The anomalies in ECCL tend to be unilateral, although bilateral eye involvement as seen in our patient has been described.11,12 Other clinical findings associated with ECCL are seizures and mental retardation 5, neither of which were found in our patient. The absence of neurologic deficits despite the degree of intracranial malformations detected on neuroimaging is similar to previously reported cases where the observed neurologic deficits were less severe than the intracranial abnormalities.3,10 Nevertheless, long-term follow-up is necessary, as the child’s neurologic status may deteriorate as he grows older.
The differential diagnosis of ECCL includes oculocerebrocutaneous (Delleman-Oorthuys), syndrome, Sturge-Weber, Proteus syndrome, nevus sebaceous syndrome, oculo-auriculo-vertebral (Goldenhar) syndrome, and oculoectodermal syndrome, and potential overlap between these neurocutaneous disorders may cause difficulty in establishing a diagnosis.7,10,13,14,15 A good example is this case, where the patient presented typical features of ECCL but also had an unusual orbital cyst, a feature that is commonly encountered in Delleman-Oorthuys syndrome.

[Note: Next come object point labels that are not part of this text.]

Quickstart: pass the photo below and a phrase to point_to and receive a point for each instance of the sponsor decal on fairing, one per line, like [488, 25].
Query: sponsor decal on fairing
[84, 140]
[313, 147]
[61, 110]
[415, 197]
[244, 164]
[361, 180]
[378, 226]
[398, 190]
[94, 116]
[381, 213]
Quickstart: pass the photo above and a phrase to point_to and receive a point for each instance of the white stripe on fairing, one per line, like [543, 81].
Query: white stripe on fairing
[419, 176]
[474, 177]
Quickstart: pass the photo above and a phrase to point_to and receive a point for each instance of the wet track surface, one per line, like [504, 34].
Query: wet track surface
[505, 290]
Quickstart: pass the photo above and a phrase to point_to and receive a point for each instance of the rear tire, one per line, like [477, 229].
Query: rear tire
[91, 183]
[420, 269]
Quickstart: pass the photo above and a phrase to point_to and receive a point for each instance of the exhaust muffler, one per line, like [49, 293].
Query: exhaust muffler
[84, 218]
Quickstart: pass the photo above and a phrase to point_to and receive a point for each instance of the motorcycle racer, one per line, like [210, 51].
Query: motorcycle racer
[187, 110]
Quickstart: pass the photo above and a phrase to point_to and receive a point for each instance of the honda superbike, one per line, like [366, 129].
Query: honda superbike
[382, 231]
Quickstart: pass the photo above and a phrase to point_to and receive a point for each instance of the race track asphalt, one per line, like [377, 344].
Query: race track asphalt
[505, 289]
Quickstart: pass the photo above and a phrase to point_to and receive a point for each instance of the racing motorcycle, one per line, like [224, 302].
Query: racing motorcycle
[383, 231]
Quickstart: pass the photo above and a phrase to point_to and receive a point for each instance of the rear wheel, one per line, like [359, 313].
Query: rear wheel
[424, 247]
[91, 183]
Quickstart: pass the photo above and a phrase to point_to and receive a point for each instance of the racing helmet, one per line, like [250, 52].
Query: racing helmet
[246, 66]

The treatment of ocular lesions is mainly cosmetic and includes excision of conjunctival tumors and lamellar or penetrating keratoplasty.16 Our patient underwent a modified enucleation of the cystic right eye. Dysmorphic cutaneous lesions in this disorder may require surgical treatment. Most patients with ECCL have normal development despite CNS changes while a few may present with severe mental retardation.3
To the best of our knowledge, this is the first case in our collective experience in which a patient presented with characteristic multiple organ involvement typical of ECCL associated with an orbital cyst. Orbital cyst is commonly associated with oculocerebrocutaneous (Delleman-Oorthuys) syndrome. It is unclear whether this represents an overlap between the two neurocutaneous syndromes or perhaps a new entity that has not been documented in the previous literature. Neuroimaging is essential for appropriate diagnosis and management of ECCL and to exclude or confirm other unusual associated abnormalities, as in this case. Parents of a child with ECCL should also be reassured that the risk of occurrence in siblings is virtually absent and the genetic syndrome is not transmittable to offspring.